Campinas - O líder sem-terra José Rainha Júnior teve a prisão preventiva decretada ontem pela Justiça Federal. Ele já estava na prisão, mas seria solto ontem, quando termina o prazo da prisão temporária. Rainha é acusado de desvio de verbas do governo federal.
Uma operação da Polícia Federal em Presidente Prudente (558 km de São Paulo), em 16 de junho, prendeu outras oito pessoas, incluindo o irmão do militante, Roberto Rainha, que deve ser solto hoje, de acordo com o advogado dele, Aton Fon Filho.
A reportagem não conseguiu confirmar as informações com a 5.ª Vara Criminal da Justiça Federal de Presidente Prudente, que é o responsável pela decisão.
"Agora, dependemos de ter acesso ao novo decreto para verificar como entrar com novo pedido [de habeas corpus]", afirmou Fon Filho.
Os irmãos continuam na sede da PF em São Paulo. Ambos negam a participação no esquema de desvio, segundo o advogado. "As acusações ainda não foram formalizadas em processo, onde serão discutidas", disse. "O José Rainha volta a ter defesa própria, que é seu irmão Roberto. Prendê-lo foi também uma forma de prejudicar a defesa."
Um dos principais auxiliares de José Rainha, Claudemir Silva Novaes, também teve a prisão preventiva decretada. A reportagem não localizou sua defesa.
Investigações
As prisões decorrem de uma investigação que apontou o uso de associações civis para o desvio de verbas federais destinadas a assentamentos na região do Pontal do Paranapanema (SP). A polícia apura irregularidades em repasses que somam R$ 5 milhões.

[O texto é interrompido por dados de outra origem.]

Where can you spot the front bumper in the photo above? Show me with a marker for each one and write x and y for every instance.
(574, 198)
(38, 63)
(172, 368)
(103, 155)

Expulso do MST (Movimento dos Trabalhadores Rurais Sem Terra) em 2007, José Rainha Júnior continuou comandando invasões de terras com a bandeira do movimento. Ele já havia sido preso anteriormente sob acusação de furto, formação de quadrilha, coautoria em dois homicídios e porte ilegal de arma, entre outros crimes.